Political candidates and voters in New Hampshire now have to contend with the state’s last-minute approval of a new congressional district map.
On Tuesday, the New Hampshire Supreme Court unanimously approved a new map just a day before candidates begin running in the fall election.
Olivia Zink, executive director of New Hampshire-based Open Democracy, a nonpartisan, nonprofit civic organization, said the timing of the new map was less than ideal.
“The filing period opens the first Wednesday in June and lasts 10 days, which is state law,” Zink explained. “The maps were drawn less than 24 hours before the filing period opened for congressional races. We were the last state in the nation to finalize a map.”

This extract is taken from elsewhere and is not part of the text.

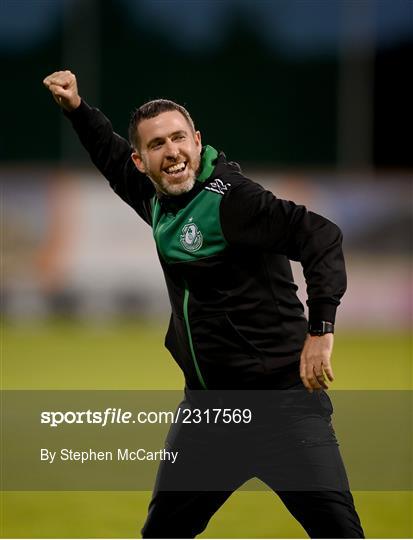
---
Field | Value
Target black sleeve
[65,101,155,225]
[221,179,346,322]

The court’s intervention to create a final Congressional map was a last resort, after the governor vetoed two Republican-approved maps last week.

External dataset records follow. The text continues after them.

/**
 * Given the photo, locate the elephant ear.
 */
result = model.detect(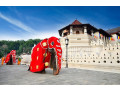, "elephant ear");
[48,37,62,75]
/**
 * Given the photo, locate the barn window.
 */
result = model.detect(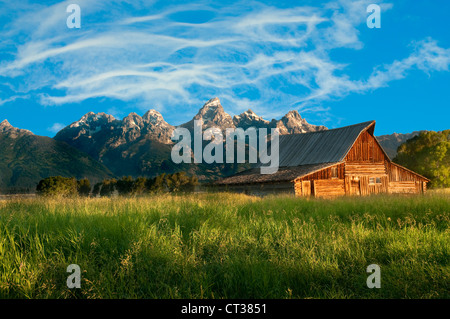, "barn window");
[331,167,338,178]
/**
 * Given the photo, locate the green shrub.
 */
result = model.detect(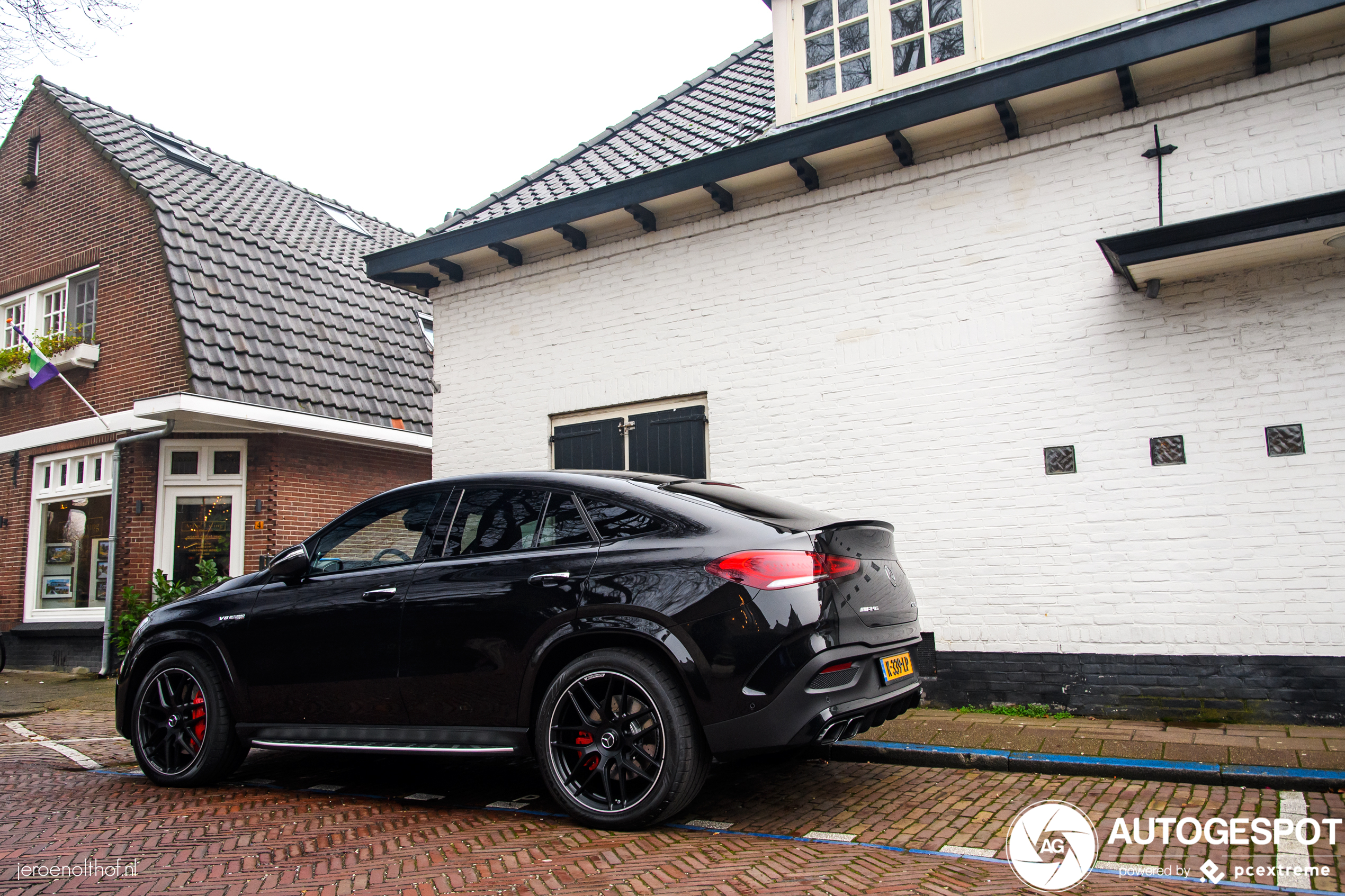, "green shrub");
[956,702,1071,719]
[0,345,28,374]
[112,560,229,654]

Zink noted that only a few cities changed in Tuesday’s state Supreme Court decision, moving them from the First District to the Second District.
“The court drew a ‘least modified’ map,” Zink pointed out. “They changed five towns to kind of northern New Hampshire: Albany, Jackson, Sandwich, Campton and New Hampton.”

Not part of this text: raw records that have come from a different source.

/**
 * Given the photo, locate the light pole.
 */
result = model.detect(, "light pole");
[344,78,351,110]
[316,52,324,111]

With the unique way New Hampshire’s new congressional map has become law, Zink noted that current congressional districts may not last into the future.
“Because this map was drawn by the court, the legislator can introduce a new map next year,” Zink pointed out. “We will remain vigilant to ensure the process is fair and transparent.”
While Zink wishes the timing had been better, she believes the new map is “competitive,” compared to earlier more partisan proposals.